Perhaps the most recognized zuppa, is the “big soup”, minestrone. Every region has its own take on the tomato-based soup that contains a variety of mixed vegetables (typically carrots, celery, and potatoes), beans and small pasta such as maccheroni. Recipes for this beloved brodo are plentiful and incorporate regional trends; coastal regions add shellfish, while inland regions incorporate sausage or other meats. In Veneto for example, minestrone is rendered incredibly creamy thanks to a healthy number of potatoes, and it also incorporates spinach, beet greens and fennel, while in Liguria, it is made with radicchio and of course pesto. In Abruzzo it is commonly made with chestnuts and in Sardinia with chickpeas and pork rind.
Like minestrone, but not as brothy and containing no pasta, is the ribollita of Tuscany. This pappa is actually the reincarnation of minestra di pane. A wonderful use for crusty Tuscan bread, this robust winter soup is made with cavolo nero (kale) and a variety of other winter greens, cabbage, and cannellini beans. The minestra is layered and absorbed into pieces of bread making a hearty potage. When it is served immediately it is referred to as bread soup, however when it is reheated or re-boiled and served the next day (incidentally only making it better) it is called ribollita.
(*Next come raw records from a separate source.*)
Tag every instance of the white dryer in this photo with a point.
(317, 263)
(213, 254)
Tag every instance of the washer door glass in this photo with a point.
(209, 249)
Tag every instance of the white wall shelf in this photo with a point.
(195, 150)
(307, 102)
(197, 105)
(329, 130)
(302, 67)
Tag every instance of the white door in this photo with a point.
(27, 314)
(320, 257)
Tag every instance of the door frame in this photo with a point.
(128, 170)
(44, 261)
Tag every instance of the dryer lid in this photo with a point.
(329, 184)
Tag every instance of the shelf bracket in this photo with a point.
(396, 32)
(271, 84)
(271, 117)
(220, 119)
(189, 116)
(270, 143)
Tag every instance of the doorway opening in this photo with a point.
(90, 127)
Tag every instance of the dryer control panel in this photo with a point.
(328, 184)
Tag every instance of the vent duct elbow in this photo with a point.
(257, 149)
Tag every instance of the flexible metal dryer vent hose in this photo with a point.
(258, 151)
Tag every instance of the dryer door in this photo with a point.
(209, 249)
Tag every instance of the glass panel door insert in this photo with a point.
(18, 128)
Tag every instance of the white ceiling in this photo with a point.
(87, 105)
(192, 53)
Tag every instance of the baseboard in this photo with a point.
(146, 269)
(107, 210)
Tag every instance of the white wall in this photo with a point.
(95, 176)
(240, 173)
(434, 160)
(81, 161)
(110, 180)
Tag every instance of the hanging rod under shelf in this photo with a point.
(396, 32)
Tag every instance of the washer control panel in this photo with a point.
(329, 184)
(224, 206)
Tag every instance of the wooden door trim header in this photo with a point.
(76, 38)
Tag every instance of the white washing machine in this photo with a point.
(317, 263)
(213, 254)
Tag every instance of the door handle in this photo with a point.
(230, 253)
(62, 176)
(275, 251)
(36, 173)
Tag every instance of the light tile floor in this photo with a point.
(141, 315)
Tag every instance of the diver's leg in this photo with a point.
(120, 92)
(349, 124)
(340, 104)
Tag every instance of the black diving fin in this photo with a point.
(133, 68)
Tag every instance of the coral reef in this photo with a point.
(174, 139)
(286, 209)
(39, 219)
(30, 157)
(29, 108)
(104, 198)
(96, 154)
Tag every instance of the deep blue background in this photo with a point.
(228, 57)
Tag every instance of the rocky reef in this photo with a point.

From Southern Italy where seafood is abundant, comes the zuppa di pesce. This traditional seafood soup is an opportunity to use the freshest local ingredients and typically utilizes the varied catch of the day, firm textured white fish, shellfish, tomato, herbs, and white wine.
Aside from being mere sustenance, soups are also celebratory. Take for example the Roman rag soup otherwise known as stracciatella. This flavourful broth featuring shreds created from beaten eggs and cheese is often served as part of the Easter Sunday meal. During the Christmas season, you will find minestra maritata, or “wedding soup” being served in Lazio and Campania, the marriage however has nothing to do with weddings, it is in reference to the marriage of ingredients: meat broth, meatballs, cooked greens, and pasta. The minestra maritata though, was often served to newlyweds to give them strength for their wedding night.
Other common bowlfuls across the peninsula include jota, the bean and sauerkraut soup from Trieste; supa de scigol, a Milanese version of onion soup featuring Taleggio (the runny cheese from east of Lake Como); and Zuppa Gallurese from Sardegna, prepared in layers resembling a casserole, consisting of bread, savoy cabbage, provolone, pecorino, and chicken stock.
A discussion on soup would not be complete without a look at the recipe considered the cornerstone of Italian soup-making, pasta e fagioli. Classic peasant food from central Italy, the recipe travelled easily with early immigrants and became a well-known starter in North America as well. No matter the soup, what’s important to note is that each ingredient enhances the others; each batch has its own characteristics; and every good soup requires time to simmer to reach its full flavour.